Protein kinase epsilon dampens the secretory response of model intestinal epithelia during ischemia.

BACKGROUND

Luminal fluid sequestration and diarrhea are early manifestations of mesenteric ischemia. This can be modeled in vitro with the use of T84 intestinal epithelia, where ischemia induces Cl(-) secretion with adenosine-mediated autocrine feedback. Protein kinase C (PKC) regulates epithelial transport and, in some organ systems, is involved in the response to ischemic stress. The purpose of this study was to define the role of PKC on epithelial transport during ischemia.

METHODS

By voltage-current clamp, short-circuit current (Isc) equals Cl(-) secretion. Ischemic conditions were simulated with the use of a well-established chemical hypoxia protocol.

RESULTS

Chemical hypoxia briskly activated Isc.

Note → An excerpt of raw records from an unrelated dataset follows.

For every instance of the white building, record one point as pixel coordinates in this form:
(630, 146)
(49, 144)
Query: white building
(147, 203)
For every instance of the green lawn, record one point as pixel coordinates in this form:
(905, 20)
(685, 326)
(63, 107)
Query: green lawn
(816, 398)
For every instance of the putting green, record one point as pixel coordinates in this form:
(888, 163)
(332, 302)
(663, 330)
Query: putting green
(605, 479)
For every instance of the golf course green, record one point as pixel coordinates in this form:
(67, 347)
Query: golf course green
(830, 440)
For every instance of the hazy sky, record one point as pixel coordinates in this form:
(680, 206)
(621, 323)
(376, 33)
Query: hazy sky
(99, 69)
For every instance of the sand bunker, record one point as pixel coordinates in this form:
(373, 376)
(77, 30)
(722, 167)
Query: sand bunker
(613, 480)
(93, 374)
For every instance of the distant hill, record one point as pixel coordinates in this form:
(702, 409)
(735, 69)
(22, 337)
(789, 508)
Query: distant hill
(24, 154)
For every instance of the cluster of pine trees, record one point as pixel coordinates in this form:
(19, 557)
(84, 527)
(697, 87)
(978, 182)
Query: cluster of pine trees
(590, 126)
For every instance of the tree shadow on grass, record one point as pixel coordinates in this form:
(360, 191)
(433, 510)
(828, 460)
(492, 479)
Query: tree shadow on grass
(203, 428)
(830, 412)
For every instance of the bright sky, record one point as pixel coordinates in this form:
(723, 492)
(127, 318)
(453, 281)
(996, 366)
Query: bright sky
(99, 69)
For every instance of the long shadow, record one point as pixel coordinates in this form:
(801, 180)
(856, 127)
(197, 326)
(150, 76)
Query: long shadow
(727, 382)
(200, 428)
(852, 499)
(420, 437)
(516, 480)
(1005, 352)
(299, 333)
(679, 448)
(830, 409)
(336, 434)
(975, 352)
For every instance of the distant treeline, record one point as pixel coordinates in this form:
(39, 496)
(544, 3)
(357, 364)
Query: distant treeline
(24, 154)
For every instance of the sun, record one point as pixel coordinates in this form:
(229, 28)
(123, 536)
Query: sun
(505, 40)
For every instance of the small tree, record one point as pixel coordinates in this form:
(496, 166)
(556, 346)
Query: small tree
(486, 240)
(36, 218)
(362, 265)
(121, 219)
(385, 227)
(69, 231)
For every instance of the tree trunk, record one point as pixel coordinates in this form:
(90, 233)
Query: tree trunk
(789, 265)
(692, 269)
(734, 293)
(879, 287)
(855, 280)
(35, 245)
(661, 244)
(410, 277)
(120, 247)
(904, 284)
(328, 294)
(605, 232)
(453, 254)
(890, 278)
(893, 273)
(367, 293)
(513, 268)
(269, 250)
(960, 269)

Gö6850, an antagonist of novel and conventional PKC isoforms, markedly enhanced the ischemia-induced Isc response, although Gö6976 (which inhibits only conventional isoforms) had no effect. Rottlerin, a specific inhibitor of PKC delta, did not attenuate ischemic Isc. Both phorbol 12-myristate, 13-acetate and bryostatin-1, which selectively activate PKC epsilon in T84 cells, markedly attenuated the Isc response to ischemia. Both agents also inhibited the Isc response to exogenous adenosine.

CONCLUSIONS

PKC (likely the novel epsilon isoform) in intestinal epithelia modulates ischemia-induced alterations in ion transport. Inhibition of PKC epsilon exaggerates the secretory response that is induced by ischemia and by authentic adenosine; conversely, augmented activation of PKC epsilon inhibits secretion. Manipulation of PKC epsilon could limit luminal fluid sequestration during mesenteric ischemia.